熱帯夜だ。こうなると、石の上に直接ねて、涼をとってしまう。特に猫ちゃんたちは夏は大変だ。寝苦しそう。魔石をつかった空冷機を買ったが、こんな暑い日には、まったく役に立たないというのが実情だ。ふぃー。
天井にいつも潜んでいるクモのクモ山さんもグッタりしている。暑いよな、ってクモ山さんを見たら、本当に、という具合に足をちろちろ動かしてきた。さすがクモ山さん。伊達に子沢山じゃないな。こぐもは、いつも踏むといけないので、天井近くに、こぐもたちのための道として、板を立てかけてある。よく見ると、こぐもたちもグッタりしている。やれやれだ。
しかたないので、散歩に出かけた。昔だったら、ミケが一緒についてきたが、最近ではコタローの仕事になっているらしい。それでもミケは、こっちを見て、しっぱを軽くふってきた。いってきます。
コタローを肩に乗せてあるいていると、フクロウの大塚さんがやってきた。そんな名前ではもちろんないが、前世の日本人としてのたしなみが、名前をつけさせるのだ。

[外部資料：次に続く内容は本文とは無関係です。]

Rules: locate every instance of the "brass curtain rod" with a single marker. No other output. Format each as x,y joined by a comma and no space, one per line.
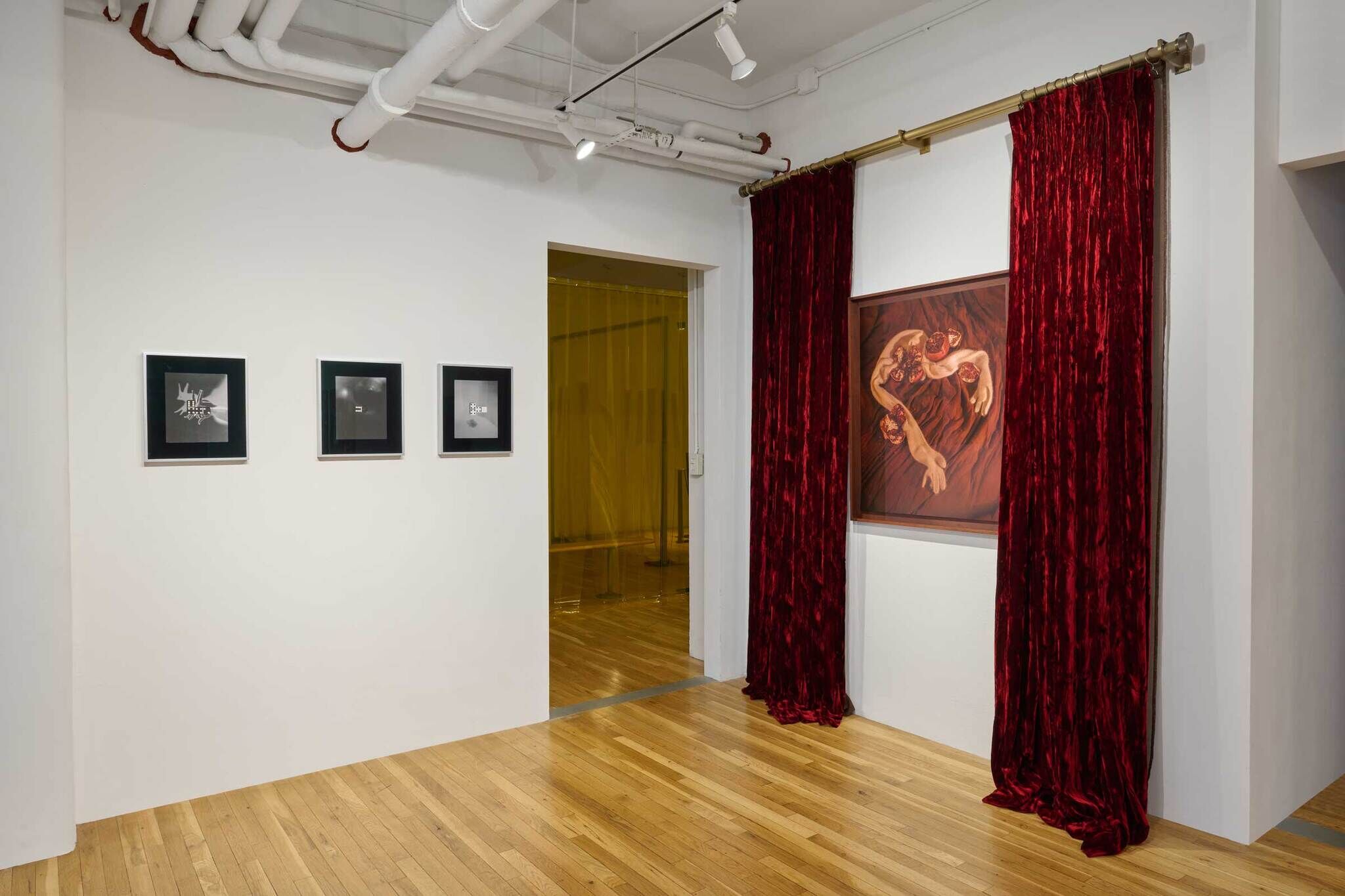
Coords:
1176,53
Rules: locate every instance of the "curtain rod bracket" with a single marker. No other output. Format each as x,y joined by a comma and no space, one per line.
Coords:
1174,53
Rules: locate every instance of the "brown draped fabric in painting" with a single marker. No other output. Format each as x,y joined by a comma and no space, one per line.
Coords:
1074,589
801,426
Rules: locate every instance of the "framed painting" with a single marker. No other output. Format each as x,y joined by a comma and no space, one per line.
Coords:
475,410
359,409
195,409
926,410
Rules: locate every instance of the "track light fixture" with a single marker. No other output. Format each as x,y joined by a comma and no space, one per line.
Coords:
730,43
583,146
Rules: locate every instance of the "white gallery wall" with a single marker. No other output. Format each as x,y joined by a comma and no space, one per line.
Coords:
37,809
238,624
920,648
1298,422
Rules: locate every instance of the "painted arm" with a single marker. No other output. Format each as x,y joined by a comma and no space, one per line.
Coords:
985,394
920,449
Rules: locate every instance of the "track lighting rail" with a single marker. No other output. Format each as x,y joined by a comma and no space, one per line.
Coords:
677,34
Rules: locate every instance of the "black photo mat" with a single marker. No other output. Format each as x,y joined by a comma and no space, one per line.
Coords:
477,410
195,408
359,409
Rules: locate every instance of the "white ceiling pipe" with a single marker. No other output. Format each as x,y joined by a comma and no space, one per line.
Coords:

「タクちゃま、いい加減、へんな名前で呼ぶのはやめろ、とユーリーさんがおっしゃってます。」
多分、ユーリーってのは、金髪の偉丈夫の背が高い青年のことだろう。そうにちがいない、いや、そう決めた。
「大塚さん、またね。」
なんだか大塚さんは、今日は機嫌が悪いらしく、頭の上に虫を落としてきやがった。(注:虫は美味しくクモ山さんたちが食べました。)
裏庭から見る月は、本当に綺麗だ。しばしば、見とれてしまった。やはり月に魅せられている女性がいた。いつもポニーテールなのに、今は、おろしているので。気がつかなかったが、サーシャだった。
「そっちもねられないのかい」
「ちょっとね。暑すぎるものね」
持ってきたアイスティーを二人で分けました。コタローにもチョコレートチップクッキーをおすそ分けしました。
夏の暑い熱帯夜の出来事でした。